Am nächsten Morgen trat Alfred leise in Anna's Zimmer. Sie schlief. Er setzte sich auf den Stuhl an ihre Seite und richtete seine Augen auf ihr Gesicht. Der rothe junge Tagesschein fiel auf die weißen Decken und auf die schönen, friedlichen Züge der jungen Frau. Ihre langen dunklen Wimpern bildeten einen schwarzen Halbkreis unter den geschlossenen Augen; er glaubte Spuren von Thränen zu erkennen, mit denen sie eingeschlafen war, die wie ein vertrockneter Bach ein zackiges zerstörtes Bett auf ihren Wangen eingegraben hatten, und mit einer schmerzlich-süßen Empfindung verfolgte er diesen Gedanken.
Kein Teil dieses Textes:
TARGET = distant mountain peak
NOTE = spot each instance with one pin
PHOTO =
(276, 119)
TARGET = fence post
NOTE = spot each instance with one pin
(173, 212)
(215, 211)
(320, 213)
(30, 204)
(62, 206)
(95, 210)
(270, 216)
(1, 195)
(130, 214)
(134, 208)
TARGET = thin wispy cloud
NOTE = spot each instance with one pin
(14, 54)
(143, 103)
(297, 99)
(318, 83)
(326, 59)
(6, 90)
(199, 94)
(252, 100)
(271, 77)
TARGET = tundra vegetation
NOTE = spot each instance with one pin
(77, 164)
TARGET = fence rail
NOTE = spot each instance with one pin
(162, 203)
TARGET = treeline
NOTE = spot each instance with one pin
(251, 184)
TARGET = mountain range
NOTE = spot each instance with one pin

Hat sie um mich geweint, flüsterte er in sich hinein, dann ist die Liebe auch noch in ihren Herzen!

Seine Blicke belebten sich; er betrachtete mit steigender Erregtheit die reiche, weiche Fülle ihres Haares, das über die Kissen floß und, von einem goldigen Schimmer umsäumt, wie Heiligenschein ihm entgegenglänzte. Wie oft hatte er diese seidenen Schleier sich auf Stirn und Brust gelegt und Träume darin geträumt, die ihm jetzt mit voller Macht der Erinnerung einfielen. Wie war es möglich, daß sie ihn zurückstoßen konnte? Wie konnte es eine Macht geben, die ihn plötzlich auf immer von ihr trennte?
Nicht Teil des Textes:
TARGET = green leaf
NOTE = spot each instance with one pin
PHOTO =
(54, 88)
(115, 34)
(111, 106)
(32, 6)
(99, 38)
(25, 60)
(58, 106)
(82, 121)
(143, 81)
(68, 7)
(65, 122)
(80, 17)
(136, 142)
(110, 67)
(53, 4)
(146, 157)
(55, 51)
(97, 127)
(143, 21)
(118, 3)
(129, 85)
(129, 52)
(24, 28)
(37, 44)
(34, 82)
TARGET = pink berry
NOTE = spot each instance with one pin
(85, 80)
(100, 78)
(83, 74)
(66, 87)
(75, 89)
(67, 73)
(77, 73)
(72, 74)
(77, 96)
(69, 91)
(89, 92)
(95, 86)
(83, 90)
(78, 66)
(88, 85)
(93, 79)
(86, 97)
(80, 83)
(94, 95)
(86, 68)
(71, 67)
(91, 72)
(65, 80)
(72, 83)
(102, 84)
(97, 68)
Leise streckte er seine Hand aus, und ihre warmen, zuckenden Finger lagen in den seinen. Er sah mit liebevoller Innigkeit und geheimer Angst zu ihr auf; er fürchtete dem abscheulichen, schmerzhaften Widerwillen abermals zu begegnen, aber ein sanftes Lächeln öffnete ihre geschlossenen Lippen und eine helle Freude lief wie Sonnenschein über das stille Gesicht und strahlte in seine Seele zurück. Er beugte sich weit über sie hin, seine Augen glänzten, er suchte die Stelle, wo er mit zitternder Leidenschaft sie mit seinen Küssen erwecken wollte, und seine Kniee wankten, er wollte niedersinken: aber plötzlich war es, als träfe ihn ein Donnerschlag, der ihn von ihren Lippen zurückriß.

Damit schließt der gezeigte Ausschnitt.